Expression, complex formation and purification

D1R, DN_G_αs/ DN_miniG_αs, His8-tagged G_β1 and G_γ2 were co-expressed in Sf9 insect cells (Expression System) while the D2R, DN_G_αi, G_β1, G_γ2, and scFv16 were co-expressed in Hi5 insect cells (Invitrogen), using the Bac-to-Bac baculovirus expression system (Thermo Fisher). Cell cultures were grown in ESF 921 serum-free medium (Expression Systems) to a density of 4 × 10⁶ cells/mL. For the expression of the D1R-G_s/miniG_s complex, Sf9 cells were infected with the four types of baculoviruses: D1R, DN_G_αs/ DN_miniG_s, His8-tagged G_β1 and G_γ2 at the ratio of 1:1:1:1. For the expression of the D2R-G_i complex, Hi5 cells were infected with the five types of baculoviruses: D2R, DN_G_αi, G_β1, G_γ2 and scFv16. After infected by 48 h, the cells were harvested by centrifugation at 1300 × g (Thermo Fisher, H12000) for 20 min and kept frozen at −80°C for further usage.
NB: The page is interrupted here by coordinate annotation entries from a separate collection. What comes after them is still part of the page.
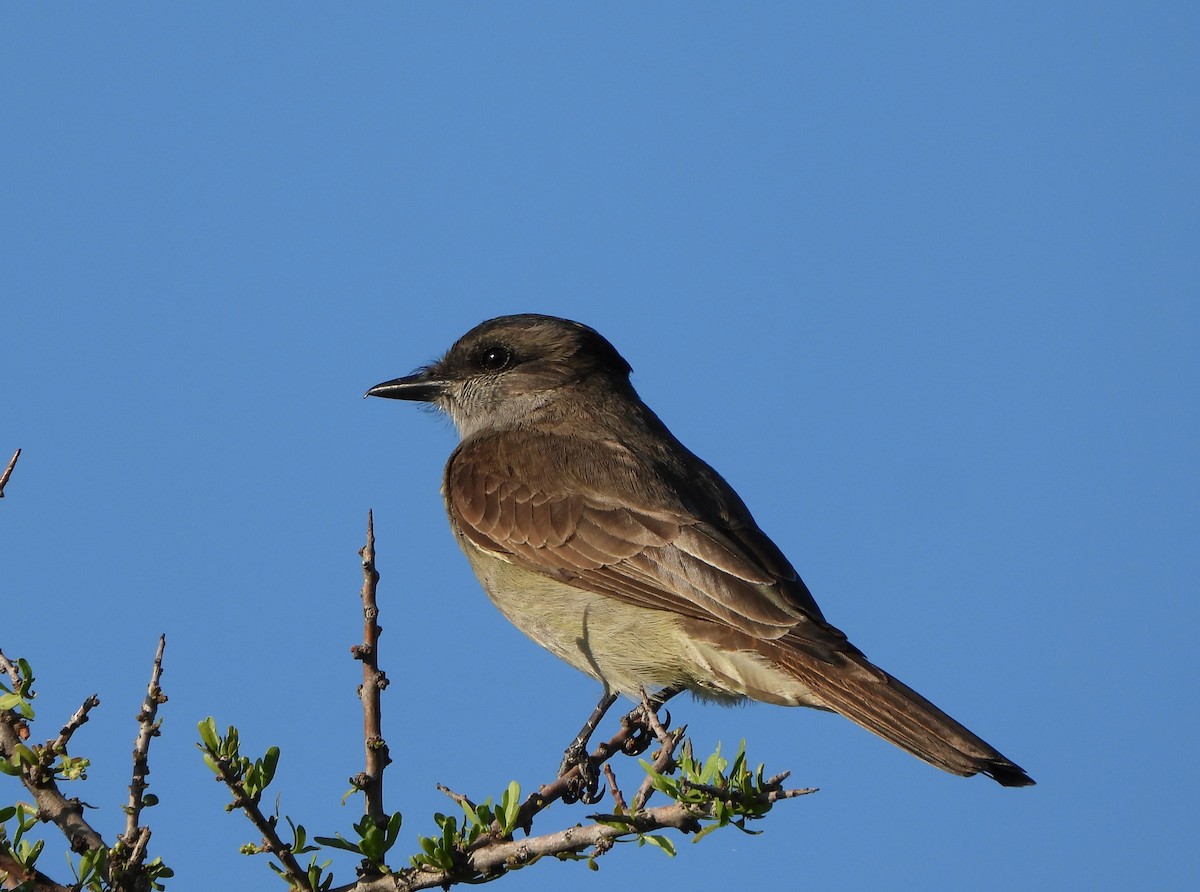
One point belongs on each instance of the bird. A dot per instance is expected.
(607, 542)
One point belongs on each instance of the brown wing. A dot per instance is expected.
(586, 513)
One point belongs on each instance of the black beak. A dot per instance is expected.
(421, 387)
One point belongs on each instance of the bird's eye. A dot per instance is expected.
(495, 358)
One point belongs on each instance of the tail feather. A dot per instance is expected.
(813, 666)
(869, 696)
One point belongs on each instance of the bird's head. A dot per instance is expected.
(508, 369)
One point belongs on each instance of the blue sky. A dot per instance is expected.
(921, 282)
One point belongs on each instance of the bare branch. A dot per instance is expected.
(373, 682)
(148, 729)
(7, 472)
(73, 724)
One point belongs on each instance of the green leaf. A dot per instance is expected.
(208, 729)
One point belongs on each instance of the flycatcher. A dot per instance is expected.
(604, 539)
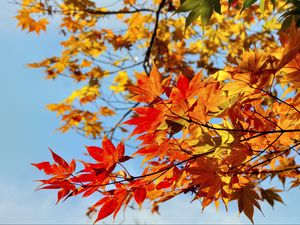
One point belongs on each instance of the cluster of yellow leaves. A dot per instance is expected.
(94, 47)
(216, 134)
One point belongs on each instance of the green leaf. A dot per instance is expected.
(247, 4)
(216, 6)
(204, 9)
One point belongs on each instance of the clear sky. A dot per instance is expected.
(27, 130)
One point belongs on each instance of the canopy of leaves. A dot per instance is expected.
(216, 134)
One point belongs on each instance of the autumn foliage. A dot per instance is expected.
(214, 99)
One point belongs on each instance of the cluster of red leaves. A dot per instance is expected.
(185, 152)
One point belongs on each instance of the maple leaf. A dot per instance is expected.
(247, 198)
(147, 88)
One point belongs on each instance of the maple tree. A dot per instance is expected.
(216, 134)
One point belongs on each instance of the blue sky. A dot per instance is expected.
(28, 129)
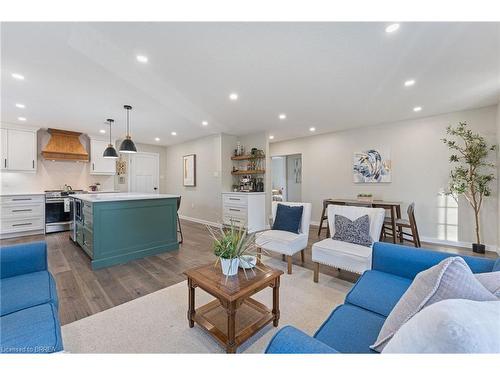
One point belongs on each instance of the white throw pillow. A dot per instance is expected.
(450, 326)
(449, 279)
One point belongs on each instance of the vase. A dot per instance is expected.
(478, 248)
(230, 266)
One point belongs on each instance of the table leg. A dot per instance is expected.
(393, 222)
(231, 328)
(276, 302)
(191, 309)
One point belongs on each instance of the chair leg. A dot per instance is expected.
(316, 272)
(180, 229)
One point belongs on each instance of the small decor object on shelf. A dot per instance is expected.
(365, 198)
(471, 175)
(232, 244)
(189, 170)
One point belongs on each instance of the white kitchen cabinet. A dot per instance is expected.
(19, 149)
(100, 165)
(22, 215)
(247, 209)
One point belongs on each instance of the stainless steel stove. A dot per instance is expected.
(59, 214)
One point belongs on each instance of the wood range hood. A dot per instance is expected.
(64, 145)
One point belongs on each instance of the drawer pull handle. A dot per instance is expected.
(19, 225)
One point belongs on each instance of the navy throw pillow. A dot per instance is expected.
(356, 232)
(288, 218)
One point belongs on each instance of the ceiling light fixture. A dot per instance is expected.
(128, 146)
(17, 76)
(392, 27)
(110, 151)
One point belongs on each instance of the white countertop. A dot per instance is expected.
(113, 197)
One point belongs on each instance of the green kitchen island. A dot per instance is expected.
(114, 228)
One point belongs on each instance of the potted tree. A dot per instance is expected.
(471, 173)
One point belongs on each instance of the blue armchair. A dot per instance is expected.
(29, 321)
(355, 325)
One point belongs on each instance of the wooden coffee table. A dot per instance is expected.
(233, 317)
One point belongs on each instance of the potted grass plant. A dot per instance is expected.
(230, 245)
(471, 174)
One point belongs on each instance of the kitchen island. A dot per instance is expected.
(115, 228)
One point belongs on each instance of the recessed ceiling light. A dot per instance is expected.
(392, 27)
(17, 76)
(409, 82)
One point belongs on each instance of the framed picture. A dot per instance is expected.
(189, 170)
(372, 166)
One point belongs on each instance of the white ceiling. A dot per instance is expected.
(332, 76)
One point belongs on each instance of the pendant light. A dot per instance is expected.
(110, 151)
(128, 145)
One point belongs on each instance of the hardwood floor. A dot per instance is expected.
(83, 292)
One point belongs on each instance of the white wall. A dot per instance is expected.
(203, 201)
(420, 170)
(52, 175)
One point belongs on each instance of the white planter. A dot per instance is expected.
(230, 266)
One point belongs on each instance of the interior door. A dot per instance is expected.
(144, 172)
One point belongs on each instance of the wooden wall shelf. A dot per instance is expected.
(256, 171)
(246, 157)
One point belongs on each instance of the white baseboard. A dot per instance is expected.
(437, 241)
(200, 221)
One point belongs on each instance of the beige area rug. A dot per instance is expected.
(157, 322)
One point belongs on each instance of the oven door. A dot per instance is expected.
(58, 215)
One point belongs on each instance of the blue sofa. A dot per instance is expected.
(29, 321)
(355, 325)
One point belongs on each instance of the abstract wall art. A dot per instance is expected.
(372, 166)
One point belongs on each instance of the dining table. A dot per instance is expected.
(393, 207)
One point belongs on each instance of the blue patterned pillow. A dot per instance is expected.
(357, 231)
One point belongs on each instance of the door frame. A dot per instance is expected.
(129, 161)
For the purification of both the D1R- SKF81297-G_s complex and the D1R-SKF83959-G_s complex, cell pellets from 2L culture were thawed at room temperature and resuspended in low salt buffer containing 20 mM HEPES pH 7.2, 50 mM NaCl, 5 mM CaCl₂, 5 mM MgCl₂, 0.3 mM TECP, protease inhibitor cocktail (Bimake, 1 mL/ 100 mL suspension). The D1R-G_s complexes were formed on membrane in the presence of 5 μM SKF ligands (SKF81297 or SKF83959) (Tocris) and treated with apyrase (25 mU mL⁻¹, NEB), followed by incubation for 1.5 h at room temperature. Cell membranes were collected by ultra-centrifugation at 100,000 × g for 35 min. The membranes were then resuspended and solubilized in buffer containing 20 mM HEPES, pH 7.2, 100 mM NaCl, 25 mM imidazole, 5 mM CaCl₂, 10% glycerol, 0.3 mM TCEP, 0.5% (w/v) dodecyl-β-D-maltoside (DDM, Anatrace), 0.1% (w/v) cholesteryl hemisuccinate TRIS salt (CHS, Anatrace), 0.025%(w/v) digitonin (Biosynth), 2.5 μM SKF ligands, supplemented with 25 mU mL⁻¹ apyrase and 10 μg/mL Nb35 for 3 h at 4°C. The supernatant was isolated by centrifugation at 100,000 × g for 45 min and then incubated overnight at 4°C with pre-equilibrated Nickel-NTA resin. After batch binding, the nickel resin with immobilized protein complex was manually loaded onto a gravity flow column. The nickel resin was washed with 10 column volumes of 20 mM HEPES, pH 7.2, 100 mM NaCl, 25 mM imidazole, 0.3 mM TCEP, 0.1% DDM (w/v), 0.02% CHS (w/v), 0.025% digitonin (w/v), 2.5 μM SKF ligands and eluted with the same buffer plus 300 mM imidazole. The Ni-NTA eluate was further incubated by batch binding to 2.5 mL FLAG resin (Smart-Life-sciences) for 2 h at 4°C. Detergent was exchanged on FLAG resin by two washing steps in 20 mM HEPES, pH 7.2, 100 mM NaCl, 0.3 mM TCEP, 2.5 μM SKF ligands supplemented with different detergents: first 0.02% DDM, 0.004% CHS, 0.05% digitonin, and then 0.05% digitonin for 10 column volumes each. Subsequently, the material bound to FLAG resin was eluted in detergent buffer containing 20 mM HEPES, pH 7.2, 100 mM NaCl, 0.3 mM TCEP, 5 μM SKF ligands, 0.05% digitonin, 200 μg/μL FLAG peptide.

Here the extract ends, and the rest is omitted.